19 September 2016

Heat and Dust in the Land of Borneo


The doctorSHARE team provided medical services in East Kalimantan from August 1 – 8, 2016. The weather was hot after a long period of no rain. Riwang Village, Batu Engau District – East Kalimantan was no exception.

Riwang Village, which is dominated by oil palm plantations, looked arid. The main road, made of dirt and stone, becomes dusty in hot weather. Large trucks often pass on the road. When the vehicles pass by, the dust flies. This dust is harmful to health.

In the general treatment organized by the doctorSHARE team, there were a number of patients suffering from Acute Respiratory Infection (ARI). The onset of this disease is also most likely influenced by the location of residents’ housing on the side of the main road.

“There is an influence between ARI and dust in Riwang Village. Seeing the condition of the road when we left by car with dust flying, it must have influenced the appearance of ARI symptoms as we encountered during the general treatment,” explained Dr. Rocky Ellery James Tumbelaka, coordinator of doctorSHARE’s medical services in Riwang Village.

Rocky and several doctorSHARE colleagues also felt how the dust flew in Riwang Village.

When they wanted to conduct general medical treatment at the Puskesmas Bantu (Pusban) in Riwang Village, for example, the car in which the doctorSHARE team was riding was not enough to accommodate all passengers so some people had to sit on the open tub. Arriving at the destination, dust successfully stuck to the team’s field service clothes (PDL).

During the trip, colleagues who sat in the pickup truck had to cover their faces so as not to get dust in their eyes, mouth and nose. Some covered their faces with shirts, while others used cloth. Anything was used to protect themselves from the dust.

Dust also stalks children. The limited number of schools makes the distance from home to school quite far. Children go to school using a truck with a roof. This habit keeps them inhaling dust during the journey – for years.

In addition to being close to the equator, the heat in Borneo is also a result of El Nino. The hot weather at the end of El Nino is still felt in Kalimantan.

El Nino is an aberration in ocean conditions characterized by rising sea surface temperatures in the Pacific Ocean. Under normal conditions, sea water warms and forms clouds which then cause rain to occur. The impact of El Nino in Indonesia is a decrease in sea water temperature so that clouds that bring rain are not created.

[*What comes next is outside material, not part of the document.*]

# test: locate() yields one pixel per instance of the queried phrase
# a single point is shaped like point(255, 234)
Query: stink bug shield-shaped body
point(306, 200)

El Nino has been going on since 2015. A number of plantations that require a lot of water, such as palm oil, have become barren and production has dropped due to the low rainfall.

It is not only plants that need water for their survival. The people of Riwang Village also need water in their daily lives for washing, bathing and cooking.

Not all villagers have easy access to water. When asked, some residents replied that they did not have groundwater wells for water reserves.

“There is no groundwater well at home. There are reservoirs to collect rainwater. Some are located near the house, while others are dug around the garden,” explained Detoy, a resident of Riwang Village.

The villagers usually make rainwater containers. Some make barrels and put zinc sheets on top so that when the rain comes, the water flows to fill the barrels. Others simply build a pond near their house.

In other words, Riwang villagers rely heavily on rainfall – although local companies sometimes distribute clean water when drought strikes.

The problem is, some studies say that rainwater contains various bacteria. In addition, water reservoirs are unhygienic – as are water reservoirs in people’s homes that are also used to store palm oil.

Problems with water availability have also led to poor quality toilets in Riwang village.

“Some houses don’t even have bathrooms. Toileting is done in the garden,” Detoy said.

Even so, the condition of Riwang Village when it rains does not necessarily have a positive impact. The road becomes so muddy that it makes access difficult for Riwang villagers.